Bu rapor, garip ve oldukça beklenmedik bir olguyu, “Birleşik Krallığın dört bölgesi içinde” -İngiltere, Galler, İskoçya ve İrlanda-, “İngiltere’nin tarımsal nüfusunun”, Birleşik Krallığın bu en zengin bölgesinin, “hemen hemen en kötü besleneni olduğunu”; ama Berkshire’ın, Oxfordshire’ın ve Somersetshire’ın tarım emekçilerinin bile, Doğu Londra’da kapalı yerlerde çalışan çok sayıdaki el işçisinden daha iyi durumda olduklarını ortaya çıkarmıştır.
Serbest ticaret çağında, maliye bakanının, Avam Kamarasına, “İngiliz işçisinin ortalama durumu, olağanüstü ölçüde ve herhangi bir ülkenin ya da çağın tarihinde bir benzeri bulunmayan ölçüde iyileşmiştir” dediği sıra, parlamentonun buyruğu ile 1864’te yayınlanmış olan resmi veriler bunlardı.
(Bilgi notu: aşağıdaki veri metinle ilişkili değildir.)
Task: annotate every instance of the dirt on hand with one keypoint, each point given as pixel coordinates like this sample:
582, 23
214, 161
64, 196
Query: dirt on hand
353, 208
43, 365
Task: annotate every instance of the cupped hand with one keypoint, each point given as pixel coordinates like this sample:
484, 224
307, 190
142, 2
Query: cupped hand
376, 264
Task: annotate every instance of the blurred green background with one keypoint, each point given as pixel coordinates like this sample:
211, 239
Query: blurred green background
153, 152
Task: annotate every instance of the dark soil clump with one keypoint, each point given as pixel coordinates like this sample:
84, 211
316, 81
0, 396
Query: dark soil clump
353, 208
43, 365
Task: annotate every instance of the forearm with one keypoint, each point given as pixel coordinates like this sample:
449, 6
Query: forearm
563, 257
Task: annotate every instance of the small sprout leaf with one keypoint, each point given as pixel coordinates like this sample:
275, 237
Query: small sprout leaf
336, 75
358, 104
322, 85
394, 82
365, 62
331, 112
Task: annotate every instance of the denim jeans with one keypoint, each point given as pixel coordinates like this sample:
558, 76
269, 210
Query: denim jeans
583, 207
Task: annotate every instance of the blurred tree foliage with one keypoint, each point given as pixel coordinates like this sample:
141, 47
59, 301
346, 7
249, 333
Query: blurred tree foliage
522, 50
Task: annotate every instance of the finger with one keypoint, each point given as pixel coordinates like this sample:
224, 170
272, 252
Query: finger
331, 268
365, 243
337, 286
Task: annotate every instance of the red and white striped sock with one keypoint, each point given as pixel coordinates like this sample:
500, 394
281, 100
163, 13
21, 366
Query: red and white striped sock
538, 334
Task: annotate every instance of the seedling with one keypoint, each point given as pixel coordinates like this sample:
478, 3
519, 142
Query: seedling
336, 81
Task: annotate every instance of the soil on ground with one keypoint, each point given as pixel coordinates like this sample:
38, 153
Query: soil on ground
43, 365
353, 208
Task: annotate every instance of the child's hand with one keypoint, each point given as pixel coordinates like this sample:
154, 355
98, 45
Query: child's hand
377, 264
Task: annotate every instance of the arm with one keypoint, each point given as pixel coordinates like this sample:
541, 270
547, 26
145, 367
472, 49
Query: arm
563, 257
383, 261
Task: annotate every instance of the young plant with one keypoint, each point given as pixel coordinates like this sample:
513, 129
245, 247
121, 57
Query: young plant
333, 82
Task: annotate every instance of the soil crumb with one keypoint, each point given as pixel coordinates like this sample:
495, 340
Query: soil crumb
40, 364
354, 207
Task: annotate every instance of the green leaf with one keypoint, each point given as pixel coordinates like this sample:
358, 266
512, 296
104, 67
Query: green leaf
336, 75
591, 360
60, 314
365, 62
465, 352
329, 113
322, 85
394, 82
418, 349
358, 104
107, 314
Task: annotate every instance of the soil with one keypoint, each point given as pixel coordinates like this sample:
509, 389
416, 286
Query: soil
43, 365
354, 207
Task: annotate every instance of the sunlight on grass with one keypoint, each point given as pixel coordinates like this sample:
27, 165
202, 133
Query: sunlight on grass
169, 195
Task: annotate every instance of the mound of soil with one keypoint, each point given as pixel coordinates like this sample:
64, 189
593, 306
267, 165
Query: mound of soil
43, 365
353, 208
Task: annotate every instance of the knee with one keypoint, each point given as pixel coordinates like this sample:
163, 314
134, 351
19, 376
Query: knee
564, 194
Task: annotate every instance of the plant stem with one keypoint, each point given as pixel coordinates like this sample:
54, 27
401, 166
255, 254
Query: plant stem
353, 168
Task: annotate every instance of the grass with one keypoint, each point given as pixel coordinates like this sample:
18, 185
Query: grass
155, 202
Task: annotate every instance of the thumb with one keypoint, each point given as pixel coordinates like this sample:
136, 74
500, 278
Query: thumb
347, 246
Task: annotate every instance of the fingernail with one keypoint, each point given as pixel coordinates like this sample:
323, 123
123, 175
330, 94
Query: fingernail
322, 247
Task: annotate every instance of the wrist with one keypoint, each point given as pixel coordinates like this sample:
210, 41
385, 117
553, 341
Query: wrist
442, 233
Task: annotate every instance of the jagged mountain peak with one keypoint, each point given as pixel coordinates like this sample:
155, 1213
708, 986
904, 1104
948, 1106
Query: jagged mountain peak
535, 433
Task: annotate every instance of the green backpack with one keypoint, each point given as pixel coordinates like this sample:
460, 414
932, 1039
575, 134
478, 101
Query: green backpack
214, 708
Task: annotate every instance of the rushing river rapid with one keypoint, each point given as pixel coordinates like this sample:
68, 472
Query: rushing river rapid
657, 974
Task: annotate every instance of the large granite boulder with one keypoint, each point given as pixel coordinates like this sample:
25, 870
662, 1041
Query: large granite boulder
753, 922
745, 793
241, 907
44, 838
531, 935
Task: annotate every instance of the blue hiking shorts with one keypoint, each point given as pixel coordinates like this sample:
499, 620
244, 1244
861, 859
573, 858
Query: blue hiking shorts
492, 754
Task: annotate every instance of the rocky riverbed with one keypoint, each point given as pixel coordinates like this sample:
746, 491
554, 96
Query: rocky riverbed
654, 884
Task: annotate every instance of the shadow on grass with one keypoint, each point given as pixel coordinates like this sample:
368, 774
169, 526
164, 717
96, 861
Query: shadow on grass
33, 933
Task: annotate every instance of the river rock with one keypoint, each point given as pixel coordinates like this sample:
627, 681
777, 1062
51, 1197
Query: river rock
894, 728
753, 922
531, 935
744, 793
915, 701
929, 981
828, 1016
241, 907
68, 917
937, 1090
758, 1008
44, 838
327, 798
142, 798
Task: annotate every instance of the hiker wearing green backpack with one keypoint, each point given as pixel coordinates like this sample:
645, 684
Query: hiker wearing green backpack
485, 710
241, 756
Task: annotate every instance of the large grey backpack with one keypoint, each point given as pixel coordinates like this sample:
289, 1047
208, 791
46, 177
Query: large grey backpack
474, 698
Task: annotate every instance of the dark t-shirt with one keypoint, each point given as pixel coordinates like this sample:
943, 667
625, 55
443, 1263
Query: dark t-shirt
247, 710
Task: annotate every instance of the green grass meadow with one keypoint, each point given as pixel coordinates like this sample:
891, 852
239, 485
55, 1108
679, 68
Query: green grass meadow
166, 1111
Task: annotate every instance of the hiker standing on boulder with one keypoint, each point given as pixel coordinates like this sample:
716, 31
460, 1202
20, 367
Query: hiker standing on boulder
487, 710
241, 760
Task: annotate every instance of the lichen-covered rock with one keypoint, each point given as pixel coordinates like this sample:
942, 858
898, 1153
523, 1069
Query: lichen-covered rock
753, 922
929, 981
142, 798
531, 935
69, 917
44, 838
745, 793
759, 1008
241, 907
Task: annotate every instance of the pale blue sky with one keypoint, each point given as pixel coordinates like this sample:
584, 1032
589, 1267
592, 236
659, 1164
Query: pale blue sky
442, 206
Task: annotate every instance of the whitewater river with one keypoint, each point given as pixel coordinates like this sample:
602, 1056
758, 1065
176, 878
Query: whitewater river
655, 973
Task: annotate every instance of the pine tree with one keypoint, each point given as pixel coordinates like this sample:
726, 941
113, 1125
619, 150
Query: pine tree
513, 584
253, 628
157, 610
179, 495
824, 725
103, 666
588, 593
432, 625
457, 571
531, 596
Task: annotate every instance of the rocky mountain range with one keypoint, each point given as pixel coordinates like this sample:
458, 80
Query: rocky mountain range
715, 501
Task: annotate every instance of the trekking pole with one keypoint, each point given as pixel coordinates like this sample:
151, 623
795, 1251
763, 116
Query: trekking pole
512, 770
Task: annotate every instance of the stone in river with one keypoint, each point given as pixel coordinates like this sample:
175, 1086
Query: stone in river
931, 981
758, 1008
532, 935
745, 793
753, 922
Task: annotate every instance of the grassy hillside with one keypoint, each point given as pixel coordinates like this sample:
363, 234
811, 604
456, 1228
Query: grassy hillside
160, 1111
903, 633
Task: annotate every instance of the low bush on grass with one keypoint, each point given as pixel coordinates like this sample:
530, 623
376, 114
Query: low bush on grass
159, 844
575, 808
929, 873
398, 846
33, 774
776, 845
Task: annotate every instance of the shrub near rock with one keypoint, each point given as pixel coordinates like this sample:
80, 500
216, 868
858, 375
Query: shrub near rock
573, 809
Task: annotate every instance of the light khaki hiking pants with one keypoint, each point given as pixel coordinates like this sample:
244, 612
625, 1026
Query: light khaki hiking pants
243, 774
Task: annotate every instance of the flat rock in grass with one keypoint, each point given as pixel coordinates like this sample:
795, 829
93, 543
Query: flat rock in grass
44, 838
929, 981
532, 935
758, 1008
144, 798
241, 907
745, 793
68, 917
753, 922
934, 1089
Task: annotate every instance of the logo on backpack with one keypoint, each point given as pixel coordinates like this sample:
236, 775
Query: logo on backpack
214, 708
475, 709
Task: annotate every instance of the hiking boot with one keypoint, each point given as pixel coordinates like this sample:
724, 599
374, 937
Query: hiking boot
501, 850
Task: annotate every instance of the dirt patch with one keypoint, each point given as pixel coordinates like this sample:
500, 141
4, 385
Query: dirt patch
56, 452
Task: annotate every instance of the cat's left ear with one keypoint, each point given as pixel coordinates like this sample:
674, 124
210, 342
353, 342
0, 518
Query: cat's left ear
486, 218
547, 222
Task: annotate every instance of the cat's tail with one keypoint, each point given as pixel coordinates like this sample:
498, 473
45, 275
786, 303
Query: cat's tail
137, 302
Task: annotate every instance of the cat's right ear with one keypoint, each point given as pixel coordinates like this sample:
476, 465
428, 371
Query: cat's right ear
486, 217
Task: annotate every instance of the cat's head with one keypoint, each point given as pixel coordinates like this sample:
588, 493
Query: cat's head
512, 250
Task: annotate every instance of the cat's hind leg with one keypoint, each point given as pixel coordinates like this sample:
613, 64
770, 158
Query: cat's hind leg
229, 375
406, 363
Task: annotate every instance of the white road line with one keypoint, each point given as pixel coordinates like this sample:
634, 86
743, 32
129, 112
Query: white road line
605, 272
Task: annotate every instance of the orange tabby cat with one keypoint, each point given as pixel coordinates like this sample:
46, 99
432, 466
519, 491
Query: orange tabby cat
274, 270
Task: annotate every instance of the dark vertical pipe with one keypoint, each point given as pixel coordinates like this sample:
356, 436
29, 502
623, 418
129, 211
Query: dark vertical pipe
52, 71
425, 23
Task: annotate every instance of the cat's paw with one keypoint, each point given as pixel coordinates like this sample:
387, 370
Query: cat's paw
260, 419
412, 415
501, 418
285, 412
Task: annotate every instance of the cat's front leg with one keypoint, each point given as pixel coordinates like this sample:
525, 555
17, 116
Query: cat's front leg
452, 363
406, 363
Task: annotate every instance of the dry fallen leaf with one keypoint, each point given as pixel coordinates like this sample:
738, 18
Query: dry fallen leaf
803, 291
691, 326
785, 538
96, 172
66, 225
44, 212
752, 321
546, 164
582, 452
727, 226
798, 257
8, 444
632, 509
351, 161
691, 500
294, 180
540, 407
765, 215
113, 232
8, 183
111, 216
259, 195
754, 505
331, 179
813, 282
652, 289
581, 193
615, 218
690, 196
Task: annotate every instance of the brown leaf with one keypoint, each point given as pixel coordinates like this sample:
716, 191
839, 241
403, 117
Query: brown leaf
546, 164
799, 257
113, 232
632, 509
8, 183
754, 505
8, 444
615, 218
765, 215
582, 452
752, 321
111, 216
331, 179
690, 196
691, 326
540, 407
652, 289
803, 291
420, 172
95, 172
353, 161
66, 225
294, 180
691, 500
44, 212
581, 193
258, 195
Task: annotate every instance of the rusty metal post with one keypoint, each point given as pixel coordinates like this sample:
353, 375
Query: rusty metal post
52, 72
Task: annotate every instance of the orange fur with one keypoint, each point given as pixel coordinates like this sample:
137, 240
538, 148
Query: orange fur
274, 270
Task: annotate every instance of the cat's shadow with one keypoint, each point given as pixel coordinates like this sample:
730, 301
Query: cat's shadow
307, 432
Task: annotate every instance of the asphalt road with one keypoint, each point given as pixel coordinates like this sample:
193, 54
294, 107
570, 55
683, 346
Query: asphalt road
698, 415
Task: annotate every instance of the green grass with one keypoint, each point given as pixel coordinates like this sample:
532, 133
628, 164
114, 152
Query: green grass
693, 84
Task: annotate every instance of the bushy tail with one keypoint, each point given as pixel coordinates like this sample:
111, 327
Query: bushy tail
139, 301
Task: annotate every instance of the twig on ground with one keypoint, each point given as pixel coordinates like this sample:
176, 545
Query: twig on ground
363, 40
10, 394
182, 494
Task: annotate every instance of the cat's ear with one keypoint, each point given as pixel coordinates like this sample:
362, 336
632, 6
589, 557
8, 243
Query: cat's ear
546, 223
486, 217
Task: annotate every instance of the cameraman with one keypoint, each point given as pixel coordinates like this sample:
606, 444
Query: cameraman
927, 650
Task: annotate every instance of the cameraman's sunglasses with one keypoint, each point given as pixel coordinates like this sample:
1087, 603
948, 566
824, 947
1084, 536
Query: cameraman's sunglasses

Bu resmi kutlama sesleri arasına, resmi Kamu Sağlığı Raporunun şu tatsız sözleri karışıyor:
“Bir ülkenin kamu sağlığı demek, o ülkedeki yığınların sağlığı demektir, ve yığınlar, en alt katlarına dek asgari bir refah düzeyinde olmadıkça nasıl sağlıklı olabilirler?“
“Ulusal İlerleme” istatistiklerinin gözleri önünde dansetmesinden başı dönen maliye bakanı, vahşi bir vecd içinde şöyle haykırıyor:
“1842’den 1852’ye kadar ülkenin vergilendirilen geliri %6 arttı; 1853’ten 1861’e kadarki sekiz yıl içersinde, 1853 yılı esas alındığında, bu artış %20’dir! Bu olgu neredeyse inanılmayacak kadar şaşırtıcıdır! … Bu sarhoş edici servet ve güç birikimi” diye, ekliyor Bay Gladstone, “tamamıyla mülk sahibi sınıflarla sınırlı kalmıştır!”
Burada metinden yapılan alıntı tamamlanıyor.